Pemkot PGA

Sejarah Raja Mataram Kuno Tinggalkan 45 Prasasti Selama Masa Pemerintahannya!

Sejarah Raja Mataram Kuno Tinggalkan 45 Prasasti Selama Masa Pemerintahannya!

Dyah Balitung, Raja Mataram Kuno yang Meninggalkan Banyak Prasasti-net-

PAGARALAMPOS.COM - Dyah Balitung merupakan salah satu raja yang pernah memerintah Kerajaan Mataram Kuno dari tahun 899 hingga 911. Selama pemerintahannya, ia dikenal dengan gelar Rakai Watukura Dyah Balitung Sri Iswarakesawasamarattungga.

Asal-usul Dyah Balitung berasal dari Watukura, yang kini dikenal sebagai Bagelen di Kecamatan Purwodadi, Purworejo, Jawa Tengah. Ia tercatat sebagai salah satu dari 13 raja paling berpengaruh dalam sejarah Kerajaan di Tanah Jawa, berkat pencapaiannya dalam mengeluarkan lebih dari 45 prasasti sepanjang masa pemerintahannya.

Prasasti pertama yang dikeluarkan Dyah Balitung tercatat pada 11 September 899, dikenal dengan nama Prasasti Telahap. Sayangnya, saat ini hanya sebagian dari prasasti tersebut yang masih terbaca.
 

“Prasasti ini tampaknya mencatat hibah sīma yang diberikan oleh Balitung,” demikian tulis Novida Abbas dalam bukunya yang berjudul *Liangan: Mozaik Peradaban Mataram Kuno di Lereng Sindoro*.

Pada tahun 900 M, Balitung mengeluarkan Prasasti Ayam Teas III, yang menjadikan Desa Ayam Teas sebagai pusat perdagangan. Di tahun yang sama, ia juga mengeluarkan Prasasti Taji pada tahun 901, yang mengesahkan wilayah Taji sebagai daerah perdikan untuk pembangunan suci “kuil Dewasabhā”.

Prasasti Luitan yang juga diterbitkan pada tahun yang sama mencatat tentang masalah pajak. Kemudian, pada tahun 902, muncul Prasasti Watukara yang menyebutkan jabatan Rakryan Kanuruhan, yang setara dengan perdana menteri.
 
BACA JUGA:Sungai Kapuas: Jejak Sejarah, Peradaban, dan Kehidupan di Jantung Kalimantan Barat!

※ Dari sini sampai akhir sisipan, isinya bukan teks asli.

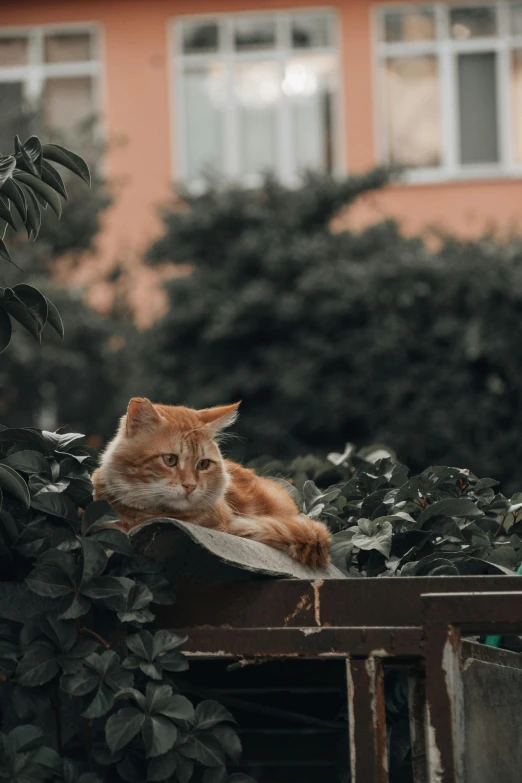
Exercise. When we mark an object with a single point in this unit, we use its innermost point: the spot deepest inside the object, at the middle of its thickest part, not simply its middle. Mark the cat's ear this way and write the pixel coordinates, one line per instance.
(220, 417)
(141, 414)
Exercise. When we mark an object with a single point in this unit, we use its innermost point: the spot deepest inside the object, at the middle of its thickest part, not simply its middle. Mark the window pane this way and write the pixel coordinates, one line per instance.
(308, 84)
(251, 33)
(13, 51)
(413, 111)
(473, 22)
(68, 48)
(200, 38)
(67, 102)
(204, 95)
(11, 101)
(516, 97)
(310, 31)
(516, 19)
(478, 108)
(258, 91)
(416, 25)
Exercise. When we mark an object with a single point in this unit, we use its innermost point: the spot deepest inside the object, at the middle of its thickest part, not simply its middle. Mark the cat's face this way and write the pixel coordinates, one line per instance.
(165, 458)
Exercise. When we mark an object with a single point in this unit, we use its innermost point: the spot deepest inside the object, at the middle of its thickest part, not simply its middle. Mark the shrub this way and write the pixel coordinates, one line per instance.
(91, 664)
(386, 522)
(350, 336)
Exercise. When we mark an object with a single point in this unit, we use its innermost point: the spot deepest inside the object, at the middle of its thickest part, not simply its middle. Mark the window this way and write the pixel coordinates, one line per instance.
(450, 87)
(50, 68)
(256, 93)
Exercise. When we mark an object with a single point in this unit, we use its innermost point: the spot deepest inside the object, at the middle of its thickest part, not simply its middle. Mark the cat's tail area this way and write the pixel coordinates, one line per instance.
(302, 538)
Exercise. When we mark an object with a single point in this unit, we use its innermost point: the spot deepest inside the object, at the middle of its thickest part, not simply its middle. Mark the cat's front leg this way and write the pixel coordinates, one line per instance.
(304, 539)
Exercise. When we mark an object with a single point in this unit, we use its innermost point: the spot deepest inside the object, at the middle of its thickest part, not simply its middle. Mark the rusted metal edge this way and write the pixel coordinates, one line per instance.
(331, 602)
(303, 642)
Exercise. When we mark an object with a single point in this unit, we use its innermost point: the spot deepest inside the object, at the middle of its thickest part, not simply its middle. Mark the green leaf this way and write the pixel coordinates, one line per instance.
(184, 768)
(34, 215)
(341, 548)
(49, 582)
(159, 735)
(122, 727)
(115, 540)
(209, 713)
(81, 683)
(27, 461)
(229, 741)
(16, 195)
(42, 189)
(6, 329)
(7, 166)
(215, 775)
(30, 153)
(68, 159)
(25, 737)
(24, 435)
(162, 768)
(374, 534)
(107, 587)
(504, 555)
(451, 507)
(58, 505)
(204, 748)
(176, 707)
(54, 318)
(164, 641)
(38, 666)
(34, 301)
(28, 306)
(53, 178)
(97, 512)
(12, 482)
(5, 214)
(73, 606)
(93, 561)
(141, 644)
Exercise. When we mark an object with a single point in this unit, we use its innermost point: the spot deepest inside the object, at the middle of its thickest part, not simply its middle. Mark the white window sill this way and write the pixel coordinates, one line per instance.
(440, 176)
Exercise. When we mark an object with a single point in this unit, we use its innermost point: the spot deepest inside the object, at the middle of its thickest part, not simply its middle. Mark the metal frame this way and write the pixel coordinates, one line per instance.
(285, 166)
(446, 51)
(411, 622)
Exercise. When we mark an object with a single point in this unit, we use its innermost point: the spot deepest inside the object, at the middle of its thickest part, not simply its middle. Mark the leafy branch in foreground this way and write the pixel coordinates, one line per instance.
(29, 184)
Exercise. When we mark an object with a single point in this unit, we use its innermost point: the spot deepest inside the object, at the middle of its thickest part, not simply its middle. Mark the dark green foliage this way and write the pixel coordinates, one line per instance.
(29, 183)
(350, 336)
(79, 382)
(94, 651)
(386, 523)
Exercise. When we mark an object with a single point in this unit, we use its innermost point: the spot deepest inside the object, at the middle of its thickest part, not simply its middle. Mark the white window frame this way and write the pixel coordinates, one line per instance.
(35, 72)
(226, 54)
(446, 50)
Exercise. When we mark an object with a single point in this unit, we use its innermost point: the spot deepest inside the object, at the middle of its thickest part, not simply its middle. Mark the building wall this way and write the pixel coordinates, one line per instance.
(137, 104)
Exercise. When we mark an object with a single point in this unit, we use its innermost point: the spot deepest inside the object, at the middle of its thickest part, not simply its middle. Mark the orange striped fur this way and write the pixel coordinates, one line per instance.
(164, 461)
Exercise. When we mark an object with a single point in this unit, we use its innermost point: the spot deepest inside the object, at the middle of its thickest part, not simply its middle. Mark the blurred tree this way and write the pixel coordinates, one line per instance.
(334, 337)
(76, 382)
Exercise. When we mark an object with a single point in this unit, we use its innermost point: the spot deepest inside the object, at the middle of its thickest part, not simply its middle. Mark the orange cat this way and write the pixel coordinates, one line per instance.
(164, 462)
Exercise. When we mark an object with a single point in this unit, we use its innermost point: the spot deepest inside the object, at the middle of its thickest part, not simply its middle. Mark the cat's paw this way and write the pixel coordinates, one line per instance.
(312, 548)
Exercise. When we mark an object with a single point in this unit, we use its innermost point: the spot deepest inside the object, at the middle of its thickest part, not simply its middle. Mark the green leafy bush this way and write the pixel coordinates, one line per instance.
(443, 521)
(91, 663)
(328, 337)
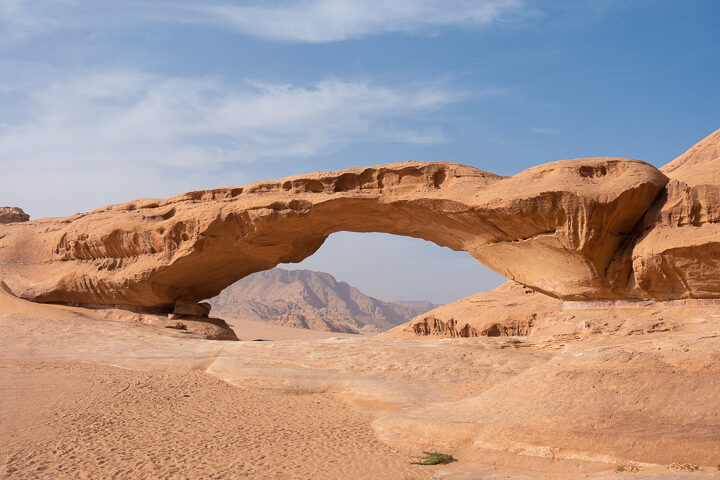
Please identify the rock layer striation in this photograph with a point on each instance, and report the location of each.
(557, 228)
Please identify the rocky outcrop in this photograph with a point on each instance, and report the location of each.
(509, 310)
(678, 253)
(555, 227)
(12, 215)
(307, 299)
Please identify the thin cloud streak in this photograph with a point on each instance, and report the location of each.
(304, 21)
(318, 21)
(153, 131)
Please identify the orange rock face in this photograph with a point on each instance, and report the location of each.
(12, 215)
(555, 227)
(510, 309)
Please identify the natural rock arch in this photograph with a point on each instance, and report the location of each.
(559, 228)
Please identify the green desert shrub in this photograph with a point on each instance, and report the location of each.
(434, 458)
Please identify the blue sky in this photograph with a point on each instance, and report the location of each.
(106, 101)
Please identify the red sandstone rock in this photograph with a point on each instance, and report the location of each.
(555, 227)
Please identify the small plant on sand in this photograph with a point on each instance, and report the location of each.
(620, 467)
(689, 467)
(434, 458)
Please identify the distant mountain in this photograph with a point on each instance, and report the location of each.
(312, 300)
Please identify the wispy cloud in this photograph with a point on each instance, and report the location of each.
(311, 21)
(544, 131)
(150, 130)
(316, 21)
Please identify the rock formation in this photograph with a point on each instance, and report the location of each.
(556, 228)
(12, 215)
(307, 299)
(678, 254)
(511, 309)
(674, 254)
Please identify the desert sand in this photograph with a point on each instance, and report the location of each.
(602, 354)
(92, 398)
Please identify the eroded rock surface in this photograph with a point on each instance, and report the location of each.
(12, 215)
(554, 227)
(678, 255)
(511, 309)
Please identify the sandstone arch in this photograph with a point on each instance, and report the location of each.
(557, 228)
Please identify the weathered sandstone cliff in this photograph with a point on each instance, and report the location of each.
(556, 228)
(678, 254)
(509, 310)
(12, 215)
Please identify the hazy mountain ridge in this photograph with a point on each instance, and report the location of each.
(313, 300)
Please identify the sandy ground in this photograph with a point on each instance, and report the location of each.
(77, 421)
(82, 397)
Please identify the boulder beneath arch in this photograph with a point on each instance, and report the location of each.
(557, 228)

Dyah Balitung sangat peduli terhadap kondisi masyarakat, terbukti dari Prasasti Telang yang dikeluarkannya pada tahun 904. Prasasti ini berisi mengenai pembangunan kompleks penyeberangan di tepi Bengawan Solo.

“Balitung membebaskan pajak bagi desa-desa sekitar Paparahuan dan melarang penduduknya memungut biaya dari para penyeberang,” terangnya.

Terdapat juga Prasasti Rumwiga yang diterbitkan pada tahun 904, yang memuat permohonan pengurangan pajak dari desa Rumwiga. Permohonan ini dikabulkan oleh sang raja.

Masyarakat Rumwiga kemudian mengadukan adanya penyelewengan pajak kepada Mpu Daksa, yang menjabat sebagai Mahamantri I Hino atau calon raja. Kisah ini tercatat dalam Prasasti Rumwiga II yang dicetak pada tahun 905 M.
 

Selain itu, Dyah Balitung juga mengeluarkan Prasasti Poh pada tahun 905 yang berisi pembebasan pajak untuk Desa Poh. Aksi ini diambil sebagai bentuk dukungan kepada masyarakat yang mengelola bangunan suci Sang Hyang Caitya dan Silunglung, peninggalan raja sebelumnya, Rakai Pikatan, yang dimakamkan di Pastika.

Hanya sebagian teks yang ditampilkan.